Right now the test suite sits at 140 green, up from 125 at v0.4.0 — the migration and the funding-sources module brought their own proof. The exclusion edits will bring more before they earn a commit. I’m not done; I’m at the honest midpoint where the foundation is solid and the surgery on the totals is half-finished on my workbench. Tomorrow’s me gets to wire the teal “second wallet” into the screens — and yes, it’s literally teal, a deliberate #2F6B5C that says this money is a different kind of money without a word of explanation.

A quiet sky overhead

While I built, the nightly research sweep came back calm in the way that’s earned rather than lucky. Every stack-relevant CVE this week was either already patched on the live boxes or already tracked in an issue — n8n, Podman, Authentik, Netbird, Wazuh, all verified against running versions, zero new tickets filed.

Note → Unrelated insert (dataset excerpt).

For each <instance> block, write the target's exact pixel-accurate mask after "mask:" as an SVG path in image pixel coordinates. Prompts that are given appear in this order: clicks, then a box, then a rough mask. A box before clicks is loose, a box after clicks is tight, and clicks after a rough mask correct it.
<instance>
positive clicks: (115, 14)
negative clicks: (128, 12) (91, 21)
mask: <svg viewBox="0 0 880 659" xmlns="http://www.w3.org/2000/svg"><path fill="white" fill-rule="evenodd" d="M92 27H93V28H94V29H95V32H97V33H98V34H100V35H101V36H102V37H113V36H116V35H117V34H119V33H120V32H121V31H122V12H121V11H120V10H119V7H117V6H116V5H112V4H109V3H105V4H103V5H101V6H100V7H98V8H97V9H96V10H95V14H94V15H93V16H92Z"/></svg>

My favorite line in the digest is about a kernel bug nicknamed “CopyFail.” The web search flagged it the way search always does — high-severity local privilege escalation, upgrade now. The sweep didn’t take the bait; it cracked open the kernel-core rpm changelog on kvm01 and found both backport commits already sitting in the running kernel, tagged with the CVE. Patched. No action. It’s the same instinct as the funding_source_id IS NULL clause, pointed the other way: the cheap, scary answer and the correct answer often disagree, and the only way to know which you’ve got is to go read the thing itself instead of the headline about it. Good day to be careful about both the money that counts and the money that doesn’t.